A graphic example is the matrilineal kinship system, which still survives in many primitive regions even though the rest of the world is overwhelmingly patriarchal. In most such instances today the paternal relationship between a woman’s husband and her child is recognized, but in a weak, underdeveloped form. All the decisive kinship ties — descent, succession, and inheritance — pass through the maternal line in a matrilineal region. This matrilineal kinship represents a survival from the former matriarchal epoch. To toss out these vestiges of the past as irrelevant and useless can only serve to block off the way back to the matriarchy and an understanding of the place of women in that period.

Yet the modern descriptionist and functionalist schools refuse to recognize the role survivals can play in reconstructing social evolution. …
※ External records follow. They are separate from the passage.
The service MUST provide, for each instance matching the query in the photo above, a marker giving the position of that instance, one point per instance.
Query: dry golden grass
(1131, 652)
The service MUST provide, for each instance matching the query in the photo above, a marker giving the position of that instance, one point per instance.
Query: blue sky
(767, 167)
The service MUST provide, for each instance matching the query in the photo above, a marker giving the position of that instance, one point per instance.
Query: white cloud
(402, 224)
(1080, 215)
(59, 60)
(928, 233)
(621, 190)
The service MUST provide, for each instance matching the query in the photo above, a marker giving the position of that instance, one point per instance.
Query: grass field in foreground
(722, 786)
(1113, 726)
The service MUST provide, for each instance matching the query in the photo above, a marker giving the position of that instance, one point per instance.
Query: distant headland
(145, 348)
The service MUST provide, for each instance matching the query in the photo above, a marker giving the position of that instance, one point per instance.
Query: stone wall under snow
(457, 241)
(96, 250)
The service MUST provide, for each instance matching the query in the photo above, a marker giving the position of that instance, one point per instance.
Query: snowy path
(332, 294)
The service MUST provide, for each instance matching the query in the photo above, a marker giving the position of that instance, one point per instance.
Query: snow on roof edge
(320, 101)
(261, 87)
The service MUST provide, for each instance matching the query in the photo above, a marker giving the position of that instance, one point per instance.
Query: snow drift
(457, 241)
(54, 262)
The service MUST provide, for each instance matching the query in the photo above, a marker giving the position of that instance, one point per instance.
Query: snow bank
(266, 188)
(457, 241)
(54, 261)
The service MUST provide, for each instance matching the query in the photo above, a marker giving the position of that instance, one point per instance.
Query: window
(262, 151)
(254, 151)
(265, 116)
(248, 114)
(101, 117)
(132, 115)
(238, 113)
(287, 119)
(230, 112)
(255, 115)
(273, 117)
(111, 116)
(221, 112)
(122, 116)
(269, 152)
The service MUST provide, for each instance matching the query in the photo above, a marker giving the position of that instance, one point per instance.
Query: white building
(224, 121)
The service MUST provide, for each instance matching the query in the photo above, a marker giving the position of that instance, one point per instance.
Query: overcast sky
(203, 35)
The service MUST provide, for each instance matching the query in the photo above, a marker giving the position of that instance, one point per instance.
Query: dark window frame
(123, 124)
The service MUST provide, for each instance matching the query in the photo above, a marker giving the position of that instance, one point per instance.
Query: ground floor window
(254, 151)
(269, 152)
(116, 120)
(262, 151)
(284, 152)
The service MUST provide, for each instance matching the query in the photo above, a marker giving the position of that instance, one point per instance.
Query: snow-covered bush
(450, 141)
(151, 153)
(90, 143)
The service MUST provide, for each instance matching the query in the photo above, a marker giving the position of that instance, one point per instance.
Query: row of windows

Having disposed of theory and science in a rather superficial manner, Haymes gets down to the practical activities for women. They should concentrate on the three remaining areas of work: educational, artistic, and legal. His suggestions for dramatizing the injustices of women who are denied equality — pressuring departments of education into nonsexist education and demanding legislation such as the ERA [Equal Rights Amendment] to fight against job discrimination — are acceptable and already being done. But Haymes goes wrong when he advises women to confine themselves to these activities, and he has illusions that these will suffice to give women all that they need and want.

Over the past six years the women in the liberation movement have made considerable gains in their practical activities. But Haymes is naive if he thinks that “a stroke of the pen” such as passage of the ERA — or any other legal or constitutional amendment — will “erase” discrimination against women. Such legislative and judicial strokes of the pen did not bring full freedom to Blacks, nor will they to women. Even now, women are obliged to defend the legal right to abortion — a right they won through unremitting struggle — against the powerful clerical forces campaigning to rob them of their victory.

Women know that they have to struggle to make practical gains here and now, and must also fight to retain them. Their accomplishments thus far testify to their capabilities in these areas. But this does not end the matter for growing numbers of feminists. They are determined to find out how women became the oppressed sex and whether, as they are constantly told, there is “no exit” out of an eternally inferior status. Women have a healthy suspicion that they will learn something different from their own history — once it is brought out of hiding. …

They will pursue their own intellectual course and will not cease their explorations until they find what they are looking for — the truth about woman’s evolution.